Clustering of small rigid spherical particles into particle accumulation structures (PAS) is studied numerically for a high-Prandtl-number (Pr = 68) thermocapillary liquid bridge. The one-way-coupling approach is used for calculation of the particle motion, modeling PAS as an attractor for a single particle. The attractor is created by dissipative forces acting on the particle near the boundary due to the finite size of the particle. These forces can dramatically deflect the particle trajectory from a fluid pathline and transfer it to certain tubular flow structures, called Kolmogorov–Arnold–Moser (KAM) tori, in which the particle is focused and from which it might not escape anymore. The transfer of particles can take place if a KAM torus, which is a property of the flow without particles, enters the narrow boundary layer on the flow boundaries in which the particle experiences extra forces. Since the PAS obtained in this system depends mainly on the finite particle size, it can be classified as a finite-size coherent structure (FSCS).

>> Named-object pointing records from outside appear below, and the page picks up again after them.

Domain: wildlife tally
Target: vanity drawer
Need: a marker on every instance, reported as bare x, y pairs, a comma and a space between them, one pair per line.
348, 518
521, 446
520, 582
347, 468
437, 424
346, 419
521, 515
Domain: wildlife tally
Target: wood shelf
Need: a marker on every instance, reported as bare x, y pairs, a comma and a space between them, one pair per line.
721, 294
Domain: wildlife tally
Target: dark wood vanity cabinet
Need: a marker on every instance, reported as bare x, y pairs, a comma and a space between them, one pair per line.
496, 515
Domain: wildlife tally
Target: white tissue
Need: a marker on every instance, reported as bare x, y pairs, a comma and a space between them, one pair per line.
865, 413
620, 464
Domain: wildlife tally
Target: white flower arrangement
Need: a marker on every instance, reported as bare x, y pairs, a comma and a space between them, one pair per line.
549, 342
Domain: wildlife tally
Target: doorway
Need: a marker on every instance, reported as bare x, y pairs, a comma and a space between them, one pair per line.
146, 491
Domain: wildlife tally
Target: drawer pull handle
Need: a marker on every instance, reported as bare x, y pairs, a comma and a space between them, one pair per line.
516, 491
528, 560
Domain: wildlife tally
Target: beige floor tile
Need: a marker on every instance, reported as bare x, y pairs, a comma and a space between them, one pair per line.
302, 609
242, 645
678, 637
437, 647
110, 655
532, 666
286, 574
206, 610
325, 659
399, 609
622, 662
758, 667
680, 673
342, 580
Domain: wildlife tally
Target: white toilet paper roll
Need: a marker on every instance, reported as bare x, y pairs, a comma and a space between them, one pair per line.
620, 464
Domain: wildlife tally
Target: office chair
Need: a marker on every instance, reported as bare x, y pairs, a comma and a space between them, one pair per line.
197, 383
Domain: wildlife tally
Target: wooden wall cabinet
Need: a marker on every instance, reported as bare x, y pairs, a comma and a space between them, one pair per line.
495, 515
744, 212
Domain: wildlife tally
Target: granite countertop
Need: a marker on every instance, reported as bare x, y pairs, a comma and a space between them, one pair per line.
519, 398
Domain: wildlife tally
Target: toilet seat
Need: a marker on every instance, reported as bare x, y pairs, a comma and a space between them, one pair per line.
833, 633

对于高Prandtl数（Pr = 68）热毛细管液桥，数值研究了刚性小球形颗粒聚集成颗粒堆积结构（PAS）。单向耦合方法用于计算粒子运动，将PAS建模为单个粒子的吸引子。由于粒子的有限大小，作用在边界附近的粒子上的耗散力产生了吸引子。这些力会极大地使粒子轨迹从流体路径偏离，并将其转移到某些管状流动结构，称为Kolmogorov-Arnold-Moser（KAM）托里，在该结构中粒子被聚焦，并且可能不再从中逸出。如果KAM环面是无颗粒流的特性，则可以进行颗粒的转移，进入流边界上的狭窄边界层，在该边界层中，粒子会受到额外的力。由于在此系统中获得的PAS主要取决于有限的颗粒尺寸，因此可以将其分类为有限尺寸的相干结构（FSCS）。